They both have their places. I'll be getting a SOT this year for paddling Ohio streams, but I'll also never sell my Dagger Sit in for paddling east coast rivers.

Only advice I'd give you would be to consider how much that peddle drive system may limit you paddling on rivers...i.e. scraping bottom in the summertime. GREAT lake boats...not so much on the rivers.


----------



## landarcjedi (Mar 20, 2011)

What you buying Bubbagon?


----------



## robertj298 (Feb 23, 2009)

FishingJunkie92 said:


> I have decided to get a SOT, specifically a Hobie Pro Angler 12 or Hobie Outback. I have read a lot on them and watched many videos. They are very stable, I have seen videos of people standing up fighting Muskie in them and even duck hunting out of them. Thanks for all the help y'all.
> 
> Jeremy


Nice boats and the only problem I would have with one of those is that it weighs twice as much as my 12ft. pescador and there's no way I could put that on the top of my car by myself.


----------



## robertj298 (Feb 23, 2009)

The way I see it both types can be very stable but either one can tip. Catch one on a rock in fast current and let it get sideways on you then tell me it won't tip. The difference to me would be trying to right a sit inside yak that's filled with water is much harder than turning over a sit on top.


----------



## FishingJunkie92 (Dec 31, 2010)

Bubbagon said:


> Sit in or SOT? Ford or Chevy? Blue or Red?
> 
> They both have their places. I'll be getting a SOT this year for paddling Ohio streams, but I'll also never sell my Dagger Sit in for paddling east coast rivers.
> 
> Only advice I'd give you would be to consider how much that peddle drive system may limit you paddling on rivers...i.e. scraping bottom in the summertime. GREAT lake boats...not so much on the rivers.
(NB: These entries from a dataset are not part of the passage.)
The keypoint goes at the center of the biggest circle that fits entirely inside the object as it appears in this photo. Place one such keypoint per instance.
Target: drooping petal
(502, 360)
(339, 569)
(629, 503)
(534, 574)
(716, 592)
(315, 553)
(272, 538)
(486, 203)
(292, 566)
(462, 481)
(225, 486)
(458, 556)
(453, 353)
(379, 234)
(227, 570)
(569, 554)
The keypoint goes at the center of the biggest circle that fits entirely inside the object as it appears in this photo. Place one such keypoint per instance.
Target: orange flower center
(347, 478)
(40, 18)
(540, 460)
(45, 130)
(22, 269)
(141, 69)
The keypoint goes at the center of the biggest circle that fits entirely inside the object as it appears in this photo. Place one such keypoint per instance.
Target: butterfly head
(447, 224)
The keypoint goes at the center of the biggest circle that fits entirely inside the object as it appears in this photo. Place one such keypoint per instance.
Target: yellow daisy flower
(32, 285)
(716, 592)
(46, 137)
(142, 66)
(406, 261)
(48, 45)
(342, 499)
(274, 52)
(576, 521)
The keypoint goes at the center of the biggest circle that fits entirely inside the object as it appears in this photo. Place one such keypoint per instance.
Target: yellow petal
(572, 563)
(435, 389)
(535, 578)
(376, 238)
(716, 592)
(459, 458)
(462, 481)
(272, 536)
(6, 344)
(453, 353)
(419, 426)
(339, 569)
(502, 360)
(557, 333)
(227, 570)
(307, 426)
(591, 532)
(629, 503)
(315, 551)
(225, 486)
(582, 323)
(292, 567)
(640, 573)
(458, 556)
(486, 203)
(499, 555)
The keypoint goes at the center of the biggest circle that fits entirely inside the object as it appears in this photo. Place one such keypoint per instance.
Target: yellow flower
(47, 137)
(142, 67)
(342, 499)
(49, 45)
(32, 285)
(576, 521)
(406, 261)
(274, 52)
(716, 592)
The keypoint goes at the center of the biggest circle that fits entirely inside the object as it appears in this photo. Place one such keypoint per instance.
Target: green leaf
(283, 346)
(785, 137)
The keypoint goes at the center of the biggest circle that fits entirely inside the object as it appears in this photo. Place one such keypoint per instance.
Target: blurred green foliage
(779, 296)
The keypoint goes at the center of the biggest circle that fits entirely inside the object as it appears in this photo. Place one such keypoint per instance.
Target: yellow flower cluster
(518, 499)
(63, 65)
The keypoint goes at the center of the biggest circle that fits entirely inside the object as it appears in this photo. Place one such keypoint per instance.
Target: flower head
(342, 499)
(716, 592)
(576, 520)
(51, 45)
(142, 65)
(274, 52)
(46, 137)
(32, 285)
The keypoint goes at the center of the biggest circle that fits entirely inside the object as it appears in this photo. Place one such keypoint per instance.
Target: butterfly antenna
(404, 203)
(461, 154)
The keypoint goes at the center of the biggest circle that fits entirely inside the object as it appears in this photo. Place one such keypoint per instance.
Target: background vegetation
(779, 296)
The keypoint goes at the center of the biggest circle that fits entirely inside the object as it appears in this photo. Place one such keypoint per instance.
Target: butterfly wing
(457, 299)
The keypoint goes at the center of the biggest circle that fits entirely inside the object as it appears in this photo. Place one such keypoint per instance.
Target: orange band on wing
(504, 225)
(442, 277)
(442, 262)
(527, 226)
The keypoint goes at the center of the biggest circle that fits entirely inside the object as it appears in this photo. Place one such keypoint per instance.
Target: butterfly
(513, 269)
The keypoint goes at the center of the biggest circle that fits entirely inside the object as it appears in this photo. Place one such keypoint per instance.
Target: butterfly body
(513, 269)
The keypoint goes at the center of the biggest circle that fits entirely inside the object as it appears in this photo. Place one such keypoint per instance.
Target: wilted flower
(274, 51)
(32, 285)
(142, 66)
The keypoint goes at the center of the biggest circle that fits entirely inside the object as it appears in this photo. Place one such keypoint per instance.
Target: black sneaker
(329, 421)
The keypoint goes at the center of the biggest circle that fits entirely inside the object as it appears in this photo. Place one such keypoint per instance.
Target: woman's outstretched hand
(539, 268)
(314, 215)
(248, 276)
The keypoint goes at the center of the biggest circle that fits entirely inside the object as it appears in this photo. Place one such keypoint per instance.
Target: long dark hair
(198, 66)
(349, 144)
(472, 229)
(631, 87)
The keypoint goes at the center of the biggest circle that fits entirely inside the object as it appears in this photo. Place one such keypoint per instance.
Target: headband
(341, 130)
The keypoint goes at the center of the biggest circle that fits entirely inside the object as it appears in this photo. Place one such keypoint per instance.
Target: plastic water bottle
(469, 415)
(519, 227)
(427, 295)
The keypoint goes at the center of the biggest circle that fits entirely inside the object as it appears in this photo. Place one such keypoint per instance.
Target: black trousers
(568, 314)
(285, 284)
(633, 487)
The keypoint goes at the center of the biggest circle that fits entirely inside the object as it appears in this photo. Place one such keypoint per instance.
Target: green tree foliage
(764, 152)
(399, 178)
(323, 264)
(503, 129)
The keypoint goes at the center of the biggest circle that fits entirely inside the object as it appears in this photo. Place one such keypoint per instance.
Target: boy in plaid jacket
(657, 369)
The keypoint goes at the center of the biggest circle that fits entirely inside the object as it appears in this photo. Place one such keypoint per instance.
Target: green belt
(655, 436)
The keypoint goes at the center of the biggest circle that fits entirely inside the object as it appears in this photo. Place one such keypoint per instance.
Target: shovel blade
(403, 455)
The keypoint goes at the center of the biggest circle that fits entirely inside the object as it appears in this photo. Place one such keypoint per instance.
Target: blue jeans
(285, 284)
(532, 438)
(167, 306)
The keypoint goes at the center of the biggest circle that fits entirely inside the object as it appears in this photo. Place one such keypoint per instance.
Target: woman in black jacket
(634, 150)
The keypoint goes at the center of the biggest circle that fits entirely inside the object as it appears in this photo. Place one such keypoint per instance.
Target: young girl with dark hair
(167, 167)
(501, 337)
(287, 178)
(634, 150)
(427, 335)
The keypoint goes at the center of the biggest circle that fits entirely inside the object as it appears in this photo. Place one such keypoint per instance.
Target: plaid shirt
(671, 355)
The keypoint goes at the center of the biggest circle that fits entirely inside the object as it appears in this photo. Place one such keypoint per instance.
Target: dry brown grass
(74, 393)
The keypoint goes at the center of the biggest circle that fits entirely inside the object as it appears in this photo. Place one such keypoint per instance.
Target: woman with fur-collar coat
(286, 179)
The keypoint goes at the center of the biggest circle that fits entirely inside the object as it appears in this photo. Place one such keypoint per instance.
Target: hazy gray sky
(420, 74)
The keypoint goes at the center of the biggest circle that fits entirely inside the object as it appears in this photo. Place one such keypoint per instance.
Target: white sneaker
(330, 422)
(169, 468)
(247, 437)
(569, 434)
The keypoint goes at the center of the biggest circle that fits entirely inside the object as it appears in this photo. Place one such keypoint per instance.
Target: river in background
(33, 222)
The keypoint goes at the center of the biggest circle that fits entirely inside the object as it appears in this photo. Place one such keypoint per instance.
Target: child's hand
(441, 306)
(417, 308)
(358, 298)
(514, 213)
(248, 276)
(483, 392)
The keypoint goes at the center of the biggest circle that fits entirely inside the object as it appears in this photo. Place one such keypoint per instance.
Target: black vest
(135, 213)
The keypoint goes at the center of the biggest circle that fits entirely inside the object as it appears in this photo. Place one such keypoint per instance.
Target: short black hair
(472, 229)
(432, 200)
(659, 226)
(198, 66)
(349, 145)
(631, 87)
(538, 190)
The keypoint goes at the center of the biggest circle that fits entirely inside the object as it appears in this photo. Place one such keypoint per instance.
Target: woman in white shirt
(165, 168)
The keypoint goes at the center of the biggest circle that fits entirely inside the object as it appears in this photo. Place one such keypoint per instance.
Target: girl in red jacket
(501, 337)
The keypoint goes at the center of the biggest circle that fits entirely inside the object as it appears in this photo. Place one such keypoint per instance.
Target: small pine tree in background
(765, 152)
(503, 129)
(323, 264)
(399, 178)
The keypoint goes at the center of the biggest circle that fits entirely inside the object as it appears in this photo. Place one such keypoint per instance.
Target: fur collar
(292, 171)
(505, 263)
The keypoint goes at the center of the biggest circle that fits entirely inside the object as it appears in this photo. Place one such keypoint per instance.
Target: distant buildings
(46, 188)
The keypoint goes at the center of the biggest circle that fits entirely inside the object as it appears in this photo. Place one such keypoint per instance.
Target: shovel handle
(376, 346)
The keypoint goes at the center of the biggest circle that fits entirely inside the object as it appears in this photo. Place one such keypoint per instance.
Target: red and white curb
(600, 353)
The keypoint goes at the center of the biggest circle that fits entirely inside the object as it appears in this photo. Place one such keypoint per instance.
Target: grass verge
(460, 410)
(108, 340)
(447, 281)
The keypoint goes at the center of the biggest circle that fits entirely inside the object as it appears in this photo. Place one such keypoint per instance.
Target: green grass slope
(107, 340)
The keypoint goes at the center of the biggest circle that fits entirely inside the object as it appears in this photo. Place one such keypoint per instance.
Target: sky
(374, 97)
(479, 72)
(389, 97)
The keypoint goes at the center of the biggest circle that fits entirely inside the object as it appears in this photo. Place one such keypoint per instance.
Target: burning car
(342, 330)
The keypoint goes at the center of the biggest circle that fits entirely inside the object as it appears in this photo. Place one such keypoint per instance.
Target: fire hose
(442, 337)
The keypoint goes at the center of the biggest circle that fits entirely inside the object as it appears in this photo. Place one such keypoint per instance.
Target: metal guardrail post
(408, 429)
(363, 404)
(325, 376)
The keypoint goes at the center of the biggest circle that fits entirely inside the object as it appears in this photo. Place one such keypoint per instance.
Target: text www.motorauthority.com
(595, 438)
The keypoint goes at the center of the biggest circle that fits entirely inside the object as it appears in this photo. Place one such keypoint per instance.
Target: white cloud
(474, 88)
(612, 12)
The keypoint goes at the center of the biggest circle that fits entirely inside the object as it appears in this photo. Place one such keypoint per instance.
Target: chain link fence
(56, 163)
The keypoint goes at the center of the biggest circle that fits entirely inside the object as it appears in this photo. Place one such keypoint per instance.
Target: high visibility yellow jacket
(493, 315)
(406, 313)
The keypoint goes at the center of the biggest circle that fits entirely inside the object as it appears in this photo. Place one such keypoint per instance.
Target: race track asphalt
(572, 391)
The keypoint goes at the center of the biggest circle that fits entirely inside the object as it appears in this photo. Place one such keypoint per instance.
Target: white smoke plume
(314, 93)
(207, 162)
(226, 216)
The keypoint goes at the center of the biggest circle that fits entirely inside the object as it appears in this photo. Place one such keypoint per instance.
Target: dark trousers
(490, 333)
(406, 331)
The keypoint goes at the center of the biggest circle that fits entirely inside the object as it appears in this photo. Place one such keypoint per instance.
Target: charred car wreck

You can take the mirage drive out and put in a block and use paddles. I also have old town vapor. The Hobie will be nice for places like Punderson, Pymo, Ladue and other big inland lakes. I think I will be able to use the Hobie anywhere. Outback weighs about 75 pounds which is not much more than my vapor. So i will have both, my SIS is my OT Vapor and my SOT will be a Hobie Outback eventually.

Jeremy


----------



## Bubbagon (Mar 8, 2010)

Sounds perfect. I'm jealous, man. That's a rockin' flat water boat!


----------



## Bubbagon (Mar 8, 2010)

landarcjedi said:


> What you buying Bubbagon?


Coosa seems to fit my list of wants and wishes.


----------



## streamstalker (Jul 8, 2005)

Don't forget to wear your swimming cap.


----------